The limitations of the present study include the use of normal canine tissues and only 2 short-term assessment time points. Dogs have been validated as an appropriate model for joint pathology based on anatomy, biomechanics, physiology, and clinical disorders seen and treated.[18-21] The use of normal, healthy articular cartilage and synovial tissue was designed to limit variability and to provide a “best case scenario” for this testing in that healthy, intact tissue should be most resistant to detrimental effects associated with the injectates. Based on the significant and rapid effects noted on these healthy tissues, use in pathologic joints is even more concerning. The degree of toxicity noted within the first 7 days of exposure on normal tissues suggests that the acute effects noted are clinically relevant. Furthermore, this study examined the effects of local anesthetics and corticosteroids only when used individually, not in conjunction with one another. Investigations that have examined these drugs in combination have demonstrated consistent findings of chondrotoxicity.[2,6] In the clinical setting, intra-articular injections often may comprise more than one pharmaceutical; therefore, the toxicities of these combinations should be further investigated.
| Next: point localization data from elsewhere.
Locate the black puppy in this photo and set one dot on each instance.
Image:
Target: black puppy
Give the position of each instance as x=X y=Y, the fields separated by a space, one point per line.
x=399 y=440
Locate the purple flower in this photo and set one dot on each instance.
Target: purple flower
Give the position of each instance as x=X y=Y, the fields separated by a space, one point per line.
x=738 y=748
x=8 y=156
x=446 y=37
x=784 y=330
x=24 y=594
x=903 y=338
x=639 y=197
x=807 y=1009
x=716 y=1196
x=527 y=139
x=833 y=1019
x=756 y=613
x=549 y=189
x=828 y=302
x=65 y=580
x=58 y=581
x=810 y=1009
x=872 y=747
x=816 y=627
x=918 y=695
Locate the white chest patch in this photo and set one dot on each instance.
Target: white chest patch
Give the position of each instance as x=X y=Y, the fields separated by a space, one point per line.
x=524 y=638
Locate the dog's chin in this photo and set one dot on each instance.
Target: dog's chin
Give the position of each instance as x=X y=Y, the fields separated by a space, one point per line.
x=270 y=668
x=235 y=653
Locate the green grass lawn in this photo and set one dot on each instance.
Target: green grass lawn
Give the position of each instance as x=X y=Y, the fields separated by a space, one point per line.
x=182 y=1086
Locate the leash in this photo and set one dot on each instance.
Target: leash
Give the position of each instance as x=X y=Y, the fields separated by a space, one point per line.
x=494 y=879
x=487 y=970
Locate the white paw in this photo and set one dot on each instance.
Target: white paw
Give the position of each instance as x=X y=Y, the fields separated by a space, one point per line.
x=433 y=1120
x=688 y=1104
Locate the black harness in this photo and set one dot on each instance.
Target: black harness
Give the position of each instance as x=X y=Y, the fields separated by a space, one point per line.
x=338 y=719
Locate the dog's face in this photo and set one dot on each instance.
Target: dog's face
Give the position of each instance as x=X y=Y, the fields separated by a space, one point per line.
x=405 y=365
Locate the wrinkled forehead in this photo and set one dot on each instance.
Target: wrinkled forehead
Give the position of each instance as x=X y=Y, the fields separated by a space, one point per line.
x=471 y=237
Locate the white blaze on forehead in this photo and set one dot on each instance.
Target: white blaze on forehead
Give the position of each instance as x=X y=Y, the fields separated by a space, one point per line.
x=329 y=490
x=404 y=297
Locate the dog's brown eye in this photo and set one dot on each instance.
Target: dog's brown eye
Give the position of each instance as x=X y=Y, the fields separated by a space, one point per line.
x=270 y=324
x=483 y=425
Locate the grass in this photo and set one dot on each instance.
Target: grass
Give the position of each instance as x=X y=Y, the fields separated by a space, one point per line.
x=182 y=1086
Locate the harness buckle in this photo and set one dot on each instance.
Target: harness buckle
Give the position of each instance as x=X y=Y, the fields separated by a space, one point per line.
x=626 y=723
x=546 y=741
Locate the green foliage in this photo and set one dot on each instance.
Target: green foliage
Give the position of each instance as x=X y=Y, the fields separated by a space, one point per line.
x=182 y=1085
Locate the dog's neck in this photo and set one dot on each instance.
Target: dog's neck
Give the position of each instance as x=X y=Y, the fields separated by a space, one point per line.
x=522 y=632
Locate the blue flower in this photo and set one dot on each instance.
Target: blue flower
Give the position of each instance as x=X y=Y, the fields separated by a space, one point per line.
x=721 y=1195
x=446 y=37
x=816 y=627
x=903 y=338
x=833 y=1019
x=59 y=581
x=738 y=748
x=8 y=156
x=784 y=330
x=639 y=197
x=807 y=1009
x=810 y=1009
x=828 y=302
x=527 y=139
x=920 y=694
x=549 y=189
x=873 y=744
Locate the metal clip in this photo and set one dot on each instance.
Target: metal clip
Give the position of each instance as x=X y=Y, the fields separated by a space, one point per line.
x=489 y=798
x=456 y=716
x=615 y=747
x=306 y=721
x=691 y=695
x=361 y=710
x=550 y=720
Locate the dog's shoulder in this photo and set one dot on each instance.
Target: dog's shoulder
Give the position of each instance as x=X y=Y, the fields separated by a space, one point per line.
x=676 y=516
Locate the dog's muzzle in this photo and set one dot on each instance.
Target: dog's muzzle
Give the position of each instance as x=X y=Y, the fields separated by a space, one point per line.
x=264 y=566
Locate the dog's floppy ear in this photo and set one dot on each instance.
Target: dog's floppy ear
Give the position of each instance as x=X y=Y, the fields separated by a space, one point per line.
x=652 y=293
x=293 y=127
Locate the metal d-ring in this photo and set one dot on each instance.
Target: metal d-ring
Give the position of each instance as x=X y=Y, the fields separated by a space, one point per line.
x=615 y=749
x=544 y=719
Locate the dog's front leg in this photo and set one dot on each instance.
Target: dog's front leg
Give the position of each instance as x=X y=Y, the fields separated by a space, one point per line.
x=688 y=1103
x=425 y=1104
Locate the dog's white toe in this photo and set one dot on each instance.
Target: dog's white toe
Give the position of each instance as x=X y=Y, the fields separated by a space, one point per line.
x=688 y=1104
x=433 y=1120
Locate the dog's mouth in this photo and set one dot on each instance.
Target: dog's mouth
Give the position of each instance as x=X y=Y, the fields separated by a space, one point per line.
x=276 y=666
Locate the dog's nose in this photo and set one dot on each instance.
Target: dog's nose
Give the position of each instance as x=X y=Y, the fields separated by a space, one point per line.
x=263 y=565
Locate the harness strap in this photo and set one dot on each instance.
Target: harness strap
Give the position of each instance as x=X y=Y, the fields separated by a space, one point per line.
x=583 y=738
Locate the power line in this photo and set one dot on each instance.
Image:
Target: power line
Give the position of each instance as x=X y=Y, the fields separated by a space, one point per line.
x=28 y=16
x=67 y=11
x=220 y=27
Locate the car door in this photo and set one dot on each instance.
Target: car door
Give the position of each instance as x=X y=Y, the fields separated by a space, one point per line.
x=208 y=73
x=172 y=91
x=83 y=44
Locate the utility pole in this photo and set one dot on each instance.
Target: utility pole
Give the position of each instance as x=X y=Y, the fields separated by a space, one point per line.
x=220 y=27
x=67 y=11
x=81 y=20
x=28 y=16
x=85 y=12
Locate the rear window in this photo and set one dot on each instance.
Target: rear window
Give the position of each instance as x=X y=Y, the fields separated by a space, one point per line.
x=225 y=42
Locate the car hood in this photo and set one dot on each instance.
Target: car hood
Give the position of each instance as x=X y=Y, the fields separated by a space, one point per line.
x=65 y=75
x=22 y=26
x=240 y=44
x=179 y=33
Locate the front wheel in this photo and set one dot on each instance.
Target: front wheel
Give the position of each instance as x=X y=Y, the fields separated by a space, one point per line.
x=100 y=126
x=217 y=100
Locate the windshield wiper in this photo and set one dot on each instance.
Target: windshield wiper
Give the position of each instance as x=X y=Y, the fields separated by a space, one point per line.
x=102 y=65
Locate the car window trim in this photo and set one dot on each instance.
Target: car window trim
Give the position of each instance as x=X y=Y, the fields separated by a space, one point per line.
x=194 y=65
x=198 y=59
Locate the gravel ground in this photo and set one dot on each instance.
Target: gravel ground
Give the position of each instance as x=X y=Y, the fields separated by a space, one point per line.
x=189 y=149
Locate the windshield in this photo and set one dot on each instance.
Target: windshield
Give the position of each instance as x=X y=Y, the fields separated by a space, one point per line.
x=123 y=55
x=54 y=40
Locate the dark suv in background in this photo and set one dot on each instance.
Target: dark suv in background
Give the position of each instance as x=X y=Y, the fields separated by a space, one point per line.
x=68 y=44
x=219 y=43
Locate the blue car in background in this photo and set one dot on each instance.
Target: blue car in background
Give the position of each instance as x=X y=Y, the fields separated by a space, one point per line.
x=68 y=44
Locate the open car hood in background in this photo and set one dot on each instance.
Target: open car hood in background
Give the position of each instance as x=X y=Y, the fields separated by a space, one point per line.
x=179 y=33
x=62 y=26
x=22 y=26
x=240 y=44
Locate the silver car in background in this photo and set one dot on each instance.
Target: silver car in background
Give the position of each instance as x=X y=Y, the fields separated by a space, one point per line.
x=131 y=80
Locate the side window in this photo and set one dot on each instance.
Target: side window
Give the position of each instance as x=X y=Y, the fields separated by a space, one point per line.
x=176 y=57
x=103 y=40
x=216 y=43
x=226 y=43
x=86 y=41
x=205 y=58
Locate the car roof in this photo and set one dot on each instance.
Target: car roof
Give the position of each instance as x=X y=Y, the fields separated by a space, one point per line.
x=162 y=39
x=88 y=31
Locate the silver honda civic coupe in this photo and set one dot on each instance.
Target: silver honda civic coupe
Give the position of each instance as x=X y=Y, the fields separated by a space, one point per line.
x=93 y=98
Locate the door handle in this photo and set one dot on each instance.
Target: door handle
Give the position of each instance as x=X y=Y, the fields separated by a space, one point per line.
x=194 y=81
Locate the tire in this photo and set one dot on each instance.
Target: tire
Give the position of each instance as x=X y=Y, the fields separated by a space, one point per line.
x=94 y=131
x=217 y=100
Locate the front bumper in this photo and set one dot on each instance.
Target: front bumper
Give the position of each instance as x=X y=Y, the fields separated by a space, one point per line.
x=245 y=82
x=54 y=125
The results of the quantitative cell metabolism additive test were mostly consistent with those of the qualitative cell viability assay. Exceptions include the chondrocyte and synoviocyte treatment groups exposed to low-dose bupivacaine, which appeared to suffer an estimated 50% loss of cell viability by qualitative inspection, but had no statistically significant decrease in cell metabolism. This result is likely due to dynamics of the indicator dye, and the overnight incubation of the tissue explant in the indicator dye. The level of fluorescence detected in the media was at the maximum level for the amount of dye added to the media for all samples that obtained a high reading. Therefore, if the media were assessed after a shorter incubation time, it is likely that there would have been a difference in the level of fluorescence detected in the media of high viability and lower viability samples. The way the assay was performed in this study was to differentiate between viable and nonviable tissues.

In conclusion, this study demonstrates that single exposure of canine cartilage and synovial explants to lidocaine (0.5% and 1.0%), bupivicaine (0.125%, 0.25%), betamethasone, and methylprednisolone results in significant chondrotoxicity and synoviotoxicity. These findings are similar to toxicity studies using monolayer cell cultures. Therefore, the existence of intact extracellular matrix and heterogeneous cell types does not appear to confer any additional resistance to the toxic effects of these agents. Conversely, low-dose bupivicaine (0.0625%) and triamcinolone demonstrated no loss of cell viability compared with controls. Future in vivo investigation is warranted to validate the findings of this, and other, in vitro studies. Until that time, clinicians should continue to use the best available evidence to make treatment decisions regarding the use of these injections in their patients.